Like I said before, I resorted to SlimFast. Not my fave thing in the world, but I suppose it's doing the trick. I also started taking Xenadrine Results, and - surprisingly enough - I actually like it. It gently curbs my appetite and helps me feel more awake without completely diminishing my appetite or making me jittery. A plus! Huzzah! I'm hoping that while I'm still in the wheelchair and confined to a no-walking regimen that I'll at least be able to stop eating my weight in junk food. Weight loss would be nice, but I'm a realist. Just fitting into my sweatpants on a daily basis would be considered a win at this point.

Tomorrow, ladies and gentleman, my fate shall be determined - will I walk again? Well, I know I will, but ... will I walk soon? Or is surgery imminent for this woman ... tune it tomorrow (same bat time, same bat channel) to find out more!

*poof*

September 30, 2011

Touring the Country

Thanks for the post from Kirk Wood

I’m starting to find out what it actually means to get old. My joints are starting to heart more, certain physical activity makes me tired, and I’m going to bed a lot earlier than normal. My wife and I were having a conversation the other day and we both are in agreement that life has just flown by and we cannot figure out where the time has gone.
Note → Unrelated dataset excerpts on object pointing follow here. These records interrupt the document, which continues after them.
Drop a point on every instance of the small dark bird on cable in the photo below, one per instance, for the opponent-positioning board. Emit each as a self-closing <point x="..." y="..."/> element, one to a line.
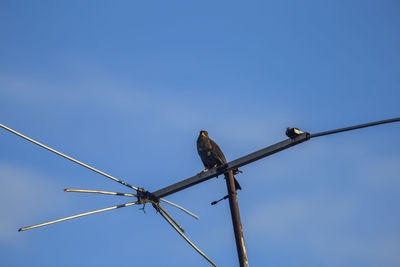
<point x="293" y="132"/>
<point x="211" y="155"/>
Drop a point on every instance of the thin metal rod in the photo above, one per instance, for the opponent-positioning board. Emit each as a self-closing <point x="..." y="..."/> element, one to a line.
<point x="78" y="215"/>
<point x="67" y="157"/>
<point x="99" y="192"/>
<point x="187" y="239"/>
<point x="172" y="219"/>
<point x="354" y="127"/>
<point x="237" y="225"/>
<point x="179" y="207"/>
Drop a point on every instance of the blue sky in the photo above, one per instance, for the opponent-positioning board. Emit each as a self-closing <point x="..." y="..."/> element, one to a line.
<point x="125" y="86"/>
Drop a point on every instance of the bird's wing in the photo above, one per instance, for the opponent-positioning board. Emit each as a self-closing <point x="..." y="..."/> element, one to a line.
<point x="218" y="152"/>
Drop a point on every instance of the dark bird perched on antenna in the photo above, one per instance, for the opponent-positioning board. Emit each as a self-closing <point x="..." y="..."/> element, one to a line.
<point x="293" y="132"/>
<point x="211" y="155"/>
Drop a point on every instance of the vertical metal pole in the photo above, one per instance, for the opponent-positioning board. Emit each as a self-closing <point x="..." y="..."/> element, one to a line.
<point x="237" y="225"/>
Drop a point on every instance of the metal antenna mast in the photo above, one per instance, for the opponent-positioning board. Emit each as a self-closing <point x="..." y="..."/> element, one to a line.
<point x="144" y="196"/>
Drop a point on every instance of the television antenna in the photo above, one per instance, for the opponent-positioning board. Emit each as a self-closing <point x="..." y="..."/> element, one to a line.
<point x="143" y="196"/>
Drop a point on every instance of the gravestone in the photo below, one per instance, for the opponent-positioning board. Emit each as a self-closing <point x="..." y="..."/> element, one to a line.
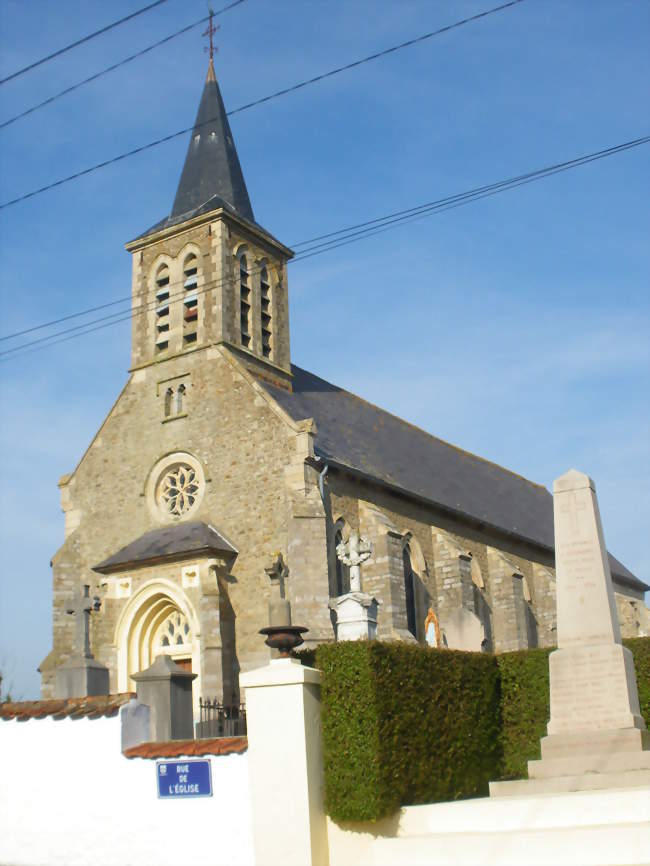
<point x="166" y="688"/>
<point x="81" y="675"/>
<point x="279" y="605"/>
<point x="463" y="630"/>
<point x="356" y="611"/>
<point x="597" y="737"/>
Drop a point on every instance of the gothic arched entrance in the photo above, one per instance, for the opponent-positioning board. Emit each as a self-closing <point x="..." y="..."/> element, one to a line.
<point x="158" y="620"/>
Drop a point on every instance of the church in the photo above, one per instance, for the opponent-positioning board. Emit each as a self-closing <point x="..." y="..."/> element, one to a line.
<point x="220" y="455"/>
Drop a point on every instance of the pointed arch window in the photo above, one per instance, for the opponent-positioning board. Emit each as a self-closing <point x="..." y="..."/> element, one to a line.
<point x="342" y="572"/>
<point x="409" y="590"/>
<point x="245" y="301"/>
<point x="265" y="300"/>
<point x="162" y="308"/>
<point x="190" y="300"/>
<point x="180" y="397"/>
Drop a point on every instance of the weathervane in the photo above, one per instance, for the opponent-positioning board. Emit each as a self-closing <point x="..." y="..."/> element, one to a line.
<point x="210" y="33"/>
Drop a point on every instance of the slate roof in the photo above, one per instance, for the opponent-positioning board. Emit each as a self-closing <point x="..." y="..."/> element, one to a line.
<point x="212" y="176"/>
<point x="168" y="543"/>
<point x="363" y="438"/>
<point x="75" y="708"/>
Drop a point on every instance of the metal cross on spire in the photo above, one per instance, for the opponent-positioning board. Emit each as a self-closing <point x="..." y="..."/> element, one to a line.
<point x="210" y="33"/>
<point x="82" y="608"/>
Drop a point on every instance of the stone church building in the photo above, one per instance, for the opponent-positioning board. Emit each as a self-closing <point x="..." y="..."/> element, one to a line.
<point x="220" y="453"/>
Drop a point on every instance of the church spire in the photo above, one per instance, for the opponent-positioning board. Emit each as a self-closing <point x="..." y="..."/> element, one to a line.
<point x="212" y="172"/>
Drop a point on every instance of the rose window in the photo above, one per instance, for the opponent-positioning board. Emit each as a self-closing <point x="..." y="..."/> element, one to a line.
<point x="178" y="489"/>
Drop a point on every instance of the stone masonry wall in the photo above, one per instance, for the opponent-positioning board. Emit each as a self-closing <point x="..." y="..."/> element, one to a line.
<point x="242" y="444"/>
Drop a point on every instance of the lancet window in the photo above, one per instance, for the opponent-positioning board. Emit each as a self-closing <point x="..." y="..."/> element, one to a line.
<point x="169" y="396"/>
<point x="245" y="301"/>
<point x="265" y="300"/>
<point x="409" y="590"/>
<point x="162" y="309"/>
<point x="173" y="635"/>
<point x="342" y="572"/>
<point x="180" y="397"/>
<point x="190" y="300"/>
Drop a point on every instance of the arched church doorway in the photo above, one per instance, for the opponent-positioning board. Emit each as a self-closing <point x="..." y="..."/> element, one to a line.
<point x="158" y="620"/>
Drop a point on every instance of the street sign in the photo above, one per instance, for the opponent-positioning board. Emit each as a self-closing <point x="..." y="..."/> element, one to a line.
<point x="184" y="778"/>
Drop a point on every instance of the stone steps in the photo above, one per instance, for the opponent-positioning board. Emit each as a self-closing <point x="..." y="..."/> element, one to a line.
<point x="616" y="762"/>
<point x="573" y="783"/>
<point x="618" y="845"/>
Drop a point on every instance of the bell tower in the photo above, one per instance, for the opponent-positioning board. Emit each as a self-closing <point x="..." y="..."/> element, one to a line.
<point x="208" y="273"/>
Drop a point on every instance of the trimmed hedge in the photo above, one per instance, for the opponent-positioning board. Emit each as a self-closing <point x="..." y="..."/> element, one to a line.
<point x="640" y="649"/>
<point x="524" y="708"/>
<point x="405" y="724"/>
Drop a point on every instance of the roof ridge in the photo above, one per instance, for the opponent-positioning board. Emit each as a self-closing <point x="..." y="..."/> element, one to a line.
<point x="427" y="433"/>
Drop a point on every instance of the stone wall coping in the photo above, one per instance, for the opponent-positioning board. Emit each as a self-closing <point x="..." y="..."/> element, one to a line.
<point x="188" y="748"/>
<point x="280" y="672"/>
<point x="99" y="706"/>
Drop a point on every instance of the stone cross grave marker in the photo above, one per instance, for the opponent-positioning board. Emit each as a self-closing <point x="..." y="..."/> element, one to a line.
<point x="353" y="553"/>
<point x="279" y="605"/>
<point x="82" y="607"/>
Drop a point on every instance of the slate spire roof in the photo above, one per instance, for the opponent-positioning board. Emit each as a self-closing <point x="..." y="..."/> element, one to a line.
<point x="212" y="177"/>
<point x="212" y="166"/>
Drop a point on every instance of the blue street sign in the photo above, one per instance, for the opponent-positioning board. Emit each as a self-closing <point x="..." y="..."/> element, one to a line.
<point x="184" y="778"/>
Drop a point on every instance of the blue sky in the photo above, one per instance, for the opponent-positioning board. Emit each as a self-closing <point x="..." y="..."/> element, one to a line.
<point x="516" y="327"/>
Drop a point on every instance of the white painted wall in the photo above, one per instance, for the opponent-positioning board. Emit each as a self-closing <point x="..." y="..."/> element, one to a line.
<point x="69" y="797"/>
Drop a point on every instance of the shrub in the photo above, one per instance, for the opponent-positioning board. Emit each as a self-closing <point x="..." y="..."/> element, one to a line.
<point x="524" y="708"/>
<point x="640" y="649"/>
<point x="405" y="724"/>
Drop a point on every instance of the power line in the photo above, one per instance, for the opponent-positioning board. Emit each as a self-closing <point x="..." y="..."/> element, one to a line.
<point x="81" y="41"/>
<point x="114" y="66"/>
<point x="333" y="240"/>
<point x="256" y="102"/>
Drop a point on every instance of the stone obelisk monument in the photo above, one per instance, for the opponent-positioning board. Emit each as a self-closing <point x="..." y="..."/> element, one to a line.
<point x="597" y="737"/>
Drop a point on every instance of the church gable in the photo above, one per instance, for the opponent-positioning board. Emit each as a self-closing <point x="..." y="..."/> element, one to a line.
<point x="220" y="464"/>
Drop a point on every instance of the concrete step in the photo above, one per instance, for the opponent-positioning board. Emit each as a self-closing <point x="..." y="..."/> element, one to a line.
<point x="595" y="742"/>
<point x="613" y="845"/>
<point x="566" y="784"/>
<point x="609" y="762"/>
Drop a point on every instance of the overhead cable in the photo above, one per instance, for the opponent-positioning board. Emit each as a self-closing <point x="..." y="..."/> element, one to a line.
<point x="256" y="102"/>
<point x="330" y="241"/>
<point x="81" y="41"/>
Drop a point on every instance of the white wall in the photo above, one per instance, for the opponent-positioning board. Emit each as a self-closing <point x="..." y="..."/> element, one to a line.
<point x="69" y="797"/>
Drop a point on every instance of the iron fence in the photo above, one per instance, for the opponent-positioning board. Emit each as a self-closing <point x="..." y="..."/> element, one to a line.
<point x="219" y="720"/>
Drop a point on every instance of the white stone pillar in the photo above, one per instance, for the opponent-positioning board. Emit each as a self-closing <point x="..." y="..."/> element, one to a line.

I jokingly told her that we should check ourselves into a retirement home and go ahead and start figuring out our last will and testament. My wife has always dreamed of buying a RV and touring the country once we retire and I’ve always felt like it was one of her better ideas. Therefore, the time has almost come for making major decisions like that, she’s retired from her job and I plan on retiring within the year. A great friend of mine called just the other day and I started asking his advice about places we should go if we decided to actually start touring the country. My friend made a lot of sound recommendations and he also told me about direct tv which really made me excited. Perhaps my wife and I will start mapping places out this weekend.


July 25, 2011

Back in the Saddle

Oh, has life been crazy lately! And by lately, I mean since October ... but I'm back and ready to start it all again! Tons of things have happened, where to start? I guess a short synopsis is in order ....

1) quit my lousy job and stayed home to take care of my son
2) hit rock bottom with my depression and finally started antidepressants
3) got another job that's not much better but not so stressful
4) moved out of my apartment and in with my boyfriend of not-so-long
5) ........gained weight

Okay, so my son was gone on vacation for the entire month of June and I guess I ate a lot of my feelings. But my boyfriend and I have vowed to lose a little weight (yeah, yeah - I'm aware that I have a lot of weight to lose. Baby steps!) and I plan on sticking with the weight that makes ME feel comfortable, and not the people around me.

I still have down days every now and again, but for the most part I'm feeling better about myself and about life. Financially, I still have a l-o-n-g way to go, but I'm working on it. One day at a time, boo!